Selective licensing, however, can apply to all landlords in an area.  These schemes often require landlords to adhere to a code of conduct or pass a ‘fit and proper person’ test.  Licences can cost as much as £600 in some areas and those that break the rules face big fines.

Please ensure that you make enquiries of the Local Authority to ascertain whether the property is affected.


Regulations governing the minimum size of bedrooms came into force in October 2018.  The new rules relate to the minimum size of ‘sleeping accommodation in a rented home.  The regulations depend on how many people will occupy the bedroom and again, you should make enquiries in order to satisfy yourself that the property complies.


Minimum energy efficiency standards were launched in April 2018 meaning that newly rented homes and those with renewed tenancies have to meet an Energy Performance Certificate (EPC) rating of ‘E’ or above.

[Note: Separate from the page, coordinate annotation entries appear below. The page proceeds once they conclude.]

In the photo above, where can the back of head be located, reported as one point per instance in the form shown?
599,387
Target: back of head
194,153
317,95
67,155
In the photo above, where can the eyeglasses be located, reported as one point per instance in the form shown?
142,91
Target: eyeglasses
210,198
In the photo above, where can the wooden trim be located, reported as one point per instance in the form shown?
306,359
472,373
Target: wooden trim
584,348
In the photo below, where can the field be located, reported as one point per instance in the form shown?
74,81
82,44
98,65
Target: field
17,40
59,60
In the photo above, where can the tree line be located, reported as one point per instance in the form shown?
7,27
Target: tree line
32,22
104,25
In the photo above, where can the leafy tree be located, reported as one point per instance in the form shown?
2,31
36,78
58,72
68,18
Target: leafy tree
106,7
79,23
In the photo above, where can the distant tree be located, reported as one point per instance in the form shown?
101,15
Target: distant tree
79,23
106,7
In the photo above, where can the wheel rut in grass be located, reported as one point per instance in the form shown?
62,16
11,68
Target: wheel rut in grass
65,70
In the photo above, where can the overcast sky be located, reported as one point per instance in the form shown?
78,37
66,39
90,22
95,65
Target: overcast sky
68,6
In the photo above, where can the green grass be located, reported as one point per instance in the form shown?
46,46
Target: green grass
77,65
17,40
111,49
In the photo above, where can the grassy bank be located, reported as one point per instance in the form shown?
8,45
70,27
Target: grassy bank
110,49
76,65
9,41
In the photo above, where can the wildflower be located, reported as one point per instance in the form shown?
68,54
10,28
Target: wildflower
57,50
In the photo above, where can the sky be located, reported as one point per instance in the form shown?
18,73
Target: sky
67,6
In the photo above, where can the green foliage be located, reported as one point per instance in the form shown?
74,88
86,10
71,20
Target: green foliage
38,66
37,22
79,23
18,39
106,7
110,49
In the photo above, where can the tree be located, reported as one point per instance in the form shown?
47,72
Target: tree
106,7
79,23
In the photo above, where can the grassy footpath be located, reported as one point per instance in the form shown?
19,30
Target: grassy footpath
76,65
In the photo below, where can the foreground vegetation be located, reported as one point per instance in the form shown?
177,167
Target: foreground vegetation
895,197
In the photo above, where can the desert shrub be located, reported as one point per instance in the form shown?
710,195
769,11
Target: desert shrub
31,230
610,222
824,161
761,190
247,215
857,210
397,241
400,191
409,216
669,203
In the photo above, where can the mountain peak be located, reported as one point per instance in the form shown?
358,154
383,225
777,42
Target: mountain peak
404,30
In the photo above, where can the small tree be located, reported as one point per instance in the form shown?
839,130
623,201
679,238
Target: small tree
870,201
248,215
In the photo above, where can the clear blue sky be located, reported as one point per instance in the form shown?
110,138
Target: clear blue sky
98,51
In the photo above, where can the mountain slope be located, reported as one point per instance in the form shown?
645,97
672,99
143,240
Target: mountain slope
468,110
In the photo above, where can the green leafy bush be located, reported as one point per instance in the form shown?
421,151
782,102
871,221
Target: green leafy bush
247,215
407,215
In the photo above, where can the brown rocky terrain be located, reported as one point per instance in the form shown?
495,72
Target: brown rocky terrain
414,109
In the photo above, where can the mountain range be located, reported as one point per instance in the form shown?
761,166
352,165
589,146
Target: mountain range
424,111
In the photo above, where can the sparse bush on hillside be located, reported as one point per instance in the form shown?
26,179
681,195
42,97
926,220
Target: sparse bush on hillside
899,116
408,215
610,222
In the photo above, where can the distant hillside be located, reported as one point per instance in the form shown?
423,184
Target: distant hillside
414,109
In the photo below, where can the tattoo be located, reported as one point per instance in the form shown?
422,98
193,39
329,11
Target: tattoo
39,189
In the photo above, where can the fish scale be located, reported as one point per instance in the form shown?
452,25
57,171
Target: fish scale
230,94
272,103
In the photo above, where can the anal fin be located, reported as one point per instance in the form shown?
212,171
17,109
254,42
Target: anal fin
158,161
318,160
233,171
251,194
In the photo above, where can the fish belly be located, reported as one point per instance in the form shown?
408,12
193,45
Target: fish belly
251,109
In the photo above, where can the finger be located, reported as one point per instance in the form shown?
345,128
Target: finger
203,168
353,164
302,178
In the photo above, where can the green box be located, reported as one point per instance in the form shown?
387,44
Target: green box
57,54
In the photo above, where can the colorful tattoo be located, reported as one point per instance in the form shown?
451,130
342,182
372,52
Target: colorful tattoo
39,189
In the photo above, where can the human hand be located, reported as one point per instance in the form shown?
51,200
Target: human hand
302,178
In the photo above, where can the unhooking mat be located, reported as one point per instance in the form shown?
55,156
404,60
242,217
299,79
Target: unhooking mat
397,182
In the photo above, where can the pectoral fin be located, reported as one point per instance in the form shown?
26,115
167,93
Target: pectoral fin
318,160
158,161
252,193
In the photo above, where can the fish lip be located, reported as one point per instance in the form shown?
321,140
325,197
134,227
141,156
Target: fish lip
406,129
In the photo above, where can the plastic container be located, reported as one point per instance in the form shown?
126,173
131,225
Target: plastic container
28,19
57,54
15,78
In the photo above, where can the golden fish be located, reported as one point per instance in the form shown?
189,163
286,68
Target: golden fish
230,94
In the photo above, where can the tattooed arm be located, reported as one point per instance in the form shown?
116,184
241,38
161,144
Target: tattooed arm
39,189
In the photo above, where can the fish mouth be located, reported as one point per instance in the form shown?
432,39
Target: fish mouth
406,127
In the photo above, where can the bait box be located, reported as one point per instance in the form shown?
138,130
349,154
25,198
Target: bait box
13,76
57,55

From 2020 these rules may also apply to existing tenancies,

The above information is not exhaustive and you should satisfy yourself and ensure that you fully understand your obligations so that you can factor in any costs involved.

Dated 7th February 2019

The contents of this article are for the purposes of general awareness only. They do not purport to constitute legal or professional advice. The law may have changed since this article was published.  Readers should not act on the basis of the information included and should take appropriate professional advice upon their own particular circumstances.